Her ex-husband's girlfriend just made me want to bite down on a towel to suppress my verbal lustful desire for her bodacious, bikini clad beautiful body. Damn, she was hot. She had all the good looks and sexuality of a Playboy Playmate laying around poolside before heading off for her photo shoot. I couldn't help but wonder if her tits were real or if they were the creative artistry of a very talented plastic surgeon.

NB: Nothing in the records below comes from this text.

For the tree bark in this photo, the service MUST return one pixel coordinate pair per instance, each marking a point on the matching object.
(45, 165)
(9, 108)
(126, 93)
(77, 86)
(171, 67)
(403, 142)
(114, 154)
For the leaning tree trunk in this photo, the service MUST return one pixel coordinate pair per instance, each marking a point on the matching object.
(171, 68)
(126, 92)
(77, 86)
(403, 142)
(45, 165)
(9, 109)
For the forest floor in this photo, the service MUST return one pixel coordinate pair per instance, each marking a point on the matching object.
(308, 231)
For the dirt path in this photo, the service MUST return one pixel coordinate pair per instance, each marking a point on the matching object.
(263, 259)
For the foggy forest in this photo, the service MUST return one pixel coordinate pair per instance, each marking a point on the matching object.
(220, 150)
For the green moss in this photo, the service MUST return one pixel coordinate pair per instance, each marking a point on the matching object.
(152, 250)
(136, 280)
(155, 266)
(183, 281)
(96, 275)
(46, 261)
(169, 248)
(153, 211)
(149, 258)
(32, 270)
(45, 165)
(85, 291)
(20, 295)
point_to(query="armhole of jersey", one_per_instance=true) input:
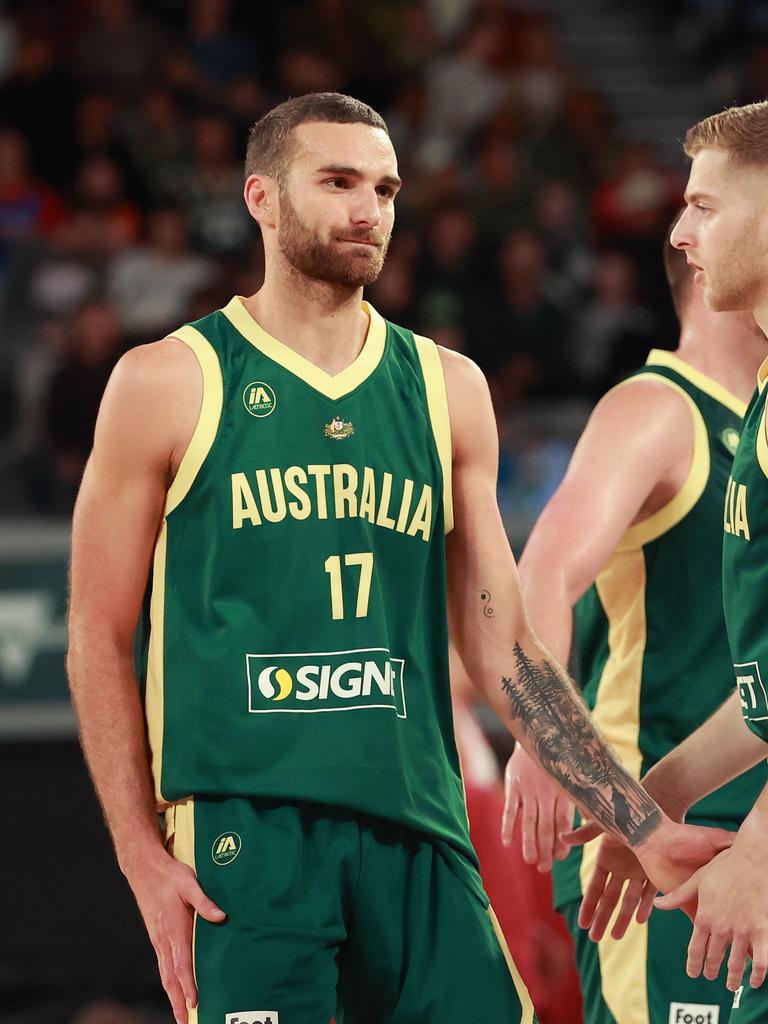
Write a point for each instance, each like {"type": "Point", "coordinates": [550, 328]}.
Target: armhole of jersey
{"type": "Point", "coordinates": [208, 421]}
{"type": "Point", "coordinates": [761, 444]}
{"type": "Point", "coordinates": [674, 511]}
{"type": "Point", "coordinates": [434, 382]}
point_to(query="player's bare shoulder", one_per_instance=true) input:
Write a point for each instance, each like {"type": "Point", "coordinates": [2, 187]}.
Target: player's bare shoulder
{"type": "Point", "coordinates": [470, 408]}
{"type": "Point", "coordinates": [152, 402]}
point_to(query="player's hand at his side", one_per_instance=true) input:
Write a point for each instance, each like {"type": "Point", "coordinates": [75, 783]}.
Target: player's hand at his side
{"type": "Point", "coordinates": [731, 899]}
{"type": "Point", "coordinates": [620, 873]}
{"type": "Point", "coordinates": [168, 895]}
{"type": "Point", "coordinates": [545, 811]}
{"type": "Point", "coordinates": [617, 875]}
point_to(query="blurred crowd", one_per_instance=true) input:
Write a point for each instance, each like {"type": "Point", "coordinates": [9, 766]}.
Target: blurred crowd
{"type": "Point", "coordinates": [527, 232]}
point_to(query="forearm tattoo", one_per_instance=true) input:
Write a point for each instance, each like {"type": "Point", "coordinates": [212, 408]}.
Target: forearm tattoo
{"type": "Point", "coordinates": [573, 754]}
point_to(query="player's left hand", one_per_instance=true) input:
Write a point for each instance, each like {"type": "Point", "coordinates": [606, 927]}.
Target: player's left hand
{"type": "Point", "coordinates": [731, 898]}
{"type": "Point", "coordinates": [617, 876]}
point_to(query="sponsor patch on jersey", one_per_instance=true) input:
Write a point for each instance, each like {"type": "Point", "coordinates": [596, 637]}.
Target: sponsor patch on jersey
{"type": "Point", "coordinates": [259, 399]}
{"type": "Point", "coordinates": [326, 681]}
{"type": "Point", "coordinates": [225, 848]}
{"type": "Point", "coordinates": [253, 1017]}
{"type": "Point", "coordinates": [730, 438]}
{"type": "Point", "coordinates": [752, 691]}
{"type": "Point", "coordinates": [693, 1013]}
{"type": "Point", "coordinates": [338, 429]}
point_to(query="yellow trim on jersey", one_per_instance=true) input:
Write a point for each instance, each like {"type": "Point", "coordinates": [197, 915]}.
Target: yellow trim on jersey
{"type": "Point", "coordinates": [621, 588]}
{"type": "Point", "coordinates": [660, 357]}
{"type": "Point", "coordinates": [677, 509]}
{"type": "Point", "coordinates": [155, 677]}
{"type": "Point", "coordinates": [434, 381]}
{"type": "Point", "coordinates": [762, 374]}
{"type": "Point", "coordinates": [331, 386]}
{"type": "Point", "coordinates": [183, 851]}
{"type": "Point", "coordinates": [761, 443]}
{"type": "Point", "coordinates": [526, 1007]}
{"type": "Point", "coordinates": [208, 421]}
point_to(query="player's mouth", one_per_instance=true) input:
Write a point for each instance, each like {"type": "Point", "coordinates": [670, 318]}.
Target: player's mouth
{"type": "Point", "coordinates": [372, 243]}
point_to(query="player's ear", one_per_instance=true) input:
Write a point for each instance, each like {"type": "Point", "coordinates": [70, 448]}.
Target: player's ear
{"type": "Point", "coordinates": [261, 199]}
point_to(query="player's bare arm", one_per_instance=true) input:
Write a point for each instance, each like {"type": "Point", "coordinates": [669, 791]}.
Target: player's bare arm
{"type": "Point", "coordinates": [633, 457]}
{"type": "Point", "coordinates": [518, 677]}
{"type": "Point", "coordinates": [141, 434]}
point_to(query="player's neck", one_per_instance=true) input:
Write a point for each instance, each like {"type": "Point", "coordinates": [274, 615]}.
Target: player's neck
{"type": "Point", "coordinates": [730, 353]}
{"type": "Point", "coordinates": [324, 323]}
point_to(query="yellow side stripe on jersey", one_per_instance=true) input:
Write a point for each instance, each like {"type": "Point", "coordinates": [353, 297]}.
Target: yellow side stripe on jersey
{"type": "Point", "coordinates": [183, 850]}
{"type": "Point", "coordinates": [677, 509]}
{"type": "Point", "coordinates": [434, 381]}
{"type": "Point", "coordinates": [621, 588]}
{"type": "Point", "coordinates": [526, 1007]}
{"type": "Point", "coordinates": [208, 421]}
{"type": "Point", "coordinates": [761, 444]}
{"type": "Point", "coordinates": [154, 695]}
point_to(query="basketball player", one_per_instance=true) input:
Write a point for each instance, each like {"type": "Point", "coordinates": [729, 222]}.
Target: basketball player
{"type": "Point", "coordinates": [633, 538]}
{"type": "Point", "coordinates": [283, 472]}
{"type": "Point", "coordinates": [724, 233]}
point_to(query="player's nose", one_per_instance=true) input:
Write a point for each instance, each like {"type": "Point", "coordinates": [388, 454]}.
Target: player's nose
{"type": "Point", "coordinates": [681, 235]}
{"type": "Point", "coordinates": [367, 209]}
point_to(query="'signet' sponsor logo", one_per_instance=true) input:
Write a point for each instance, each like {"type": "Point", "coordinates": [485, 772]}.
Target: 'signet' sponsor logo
{"type": "Point", "coordinates": [326, 681]}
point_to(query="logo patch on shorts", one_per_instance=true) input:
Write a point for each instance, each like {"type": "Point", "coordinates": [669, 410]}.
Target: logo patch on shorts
{"type": "Point", "coordinates": [253, 1017]}
{"type": "Point", "coordinates": [693, 1013]}
{"type": "Point", "coordinates": [225, 848]}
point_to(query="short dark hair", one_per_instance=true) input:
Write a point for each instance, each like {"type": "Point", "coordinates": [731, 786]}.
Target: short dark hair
{"type": "Point", "coordinates": [679, 271]}
{"type": "Point", "coordinates": [741, 131]}
{"type": "Point", "coordinates": [270, 142]}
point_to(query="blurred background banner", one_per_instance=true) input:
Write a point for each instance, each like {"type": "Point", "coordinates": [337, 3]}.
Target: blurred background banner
{"type": "Point", "coordinates": [540, 146]}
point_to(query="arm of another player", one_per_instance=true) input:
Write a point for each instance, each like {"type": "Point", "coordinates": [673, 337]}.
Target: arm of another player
{"type": "Point", "coordinates": [141, 431]}
{"type": "Point", "coordinates": [730, 895]}
{"type": "Point", "coordinates": [633, 457]}
{"type": "Point", "coordinates": [520, 680]}
{"type": "Point", "coordinates": [718, 751]}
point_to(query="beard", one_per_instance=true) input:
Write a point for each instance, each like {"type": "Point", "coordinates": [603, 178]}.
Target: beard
{"type": "Point", "coordinates": [327, 261]}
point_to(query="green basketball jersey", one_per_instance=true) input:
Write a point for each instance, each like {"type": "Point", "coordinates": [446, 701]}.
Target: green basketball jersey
{"type": "Point", "coordinates": [298, 637]}
{"type": "Point", "coordinates": [653, 656]}
{"type": "Point", "coordinates": [744, 558]}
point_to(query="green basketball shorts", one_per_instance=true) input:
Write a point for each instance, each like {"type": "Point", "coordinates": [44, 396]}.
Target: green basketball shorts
{"type": "Point", "coordinates": [750, 1005]}
{"type": "Point", "coordinates": [331, 913]}
{"type": "Point", "coordinates": [641, 978]}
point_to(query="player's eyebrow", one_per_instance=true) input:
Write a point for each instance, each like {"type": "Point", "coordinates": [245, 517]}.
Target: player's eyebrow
{"type": "Point", "coordinates": [355, 172]}
{"type": "Point", "coordinates": [695, 197]}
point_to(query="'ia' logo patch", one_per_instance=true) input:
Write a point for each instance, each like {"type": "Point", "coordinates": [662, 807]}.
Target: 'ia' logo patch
{"type": "Point", "coordinates": [259, 399]}
{"type": "Point", "coordinates": [225, 848]}
{"type": "Point", "coordinates": [338, 429]}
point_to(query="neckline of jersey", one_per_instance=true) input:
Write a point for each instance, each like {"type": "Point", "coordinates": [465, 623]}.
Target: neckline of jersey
{"type": "Point", "coordinates": [662, 357]}
{"type": "Point", "coordinates": [332, 386]}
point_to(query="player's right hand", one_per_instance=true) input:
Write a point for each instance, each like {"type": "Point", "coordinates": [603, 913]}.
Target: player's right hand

Certainly, they looked real enough, except realistically, no one has tits that look like that, so round, so high up, and so perfectly symmetrical with nipples that never tire of flashing their bright high beams. I wondered what her tits looked like without her over the shoulder boulder holder. I wished I could see her topless. I wished I could see her naked instead of only imagining what she'd look like in the 69 position.

We were all having a fun time out back talking, drinking, swimming, and eating while I was spending most of my time leering. After inspiring even more suggestive images of Laura's daughters naked, the alcohol was lulling me to sleep. I was suddenly feeling tired and ready for a nap. If I couldn't have sex with either of my girlfriend's daughters, there was nothing stopping me from dreaming about having sex with them. No one would know that I was banging Laura's daughters in my dreams.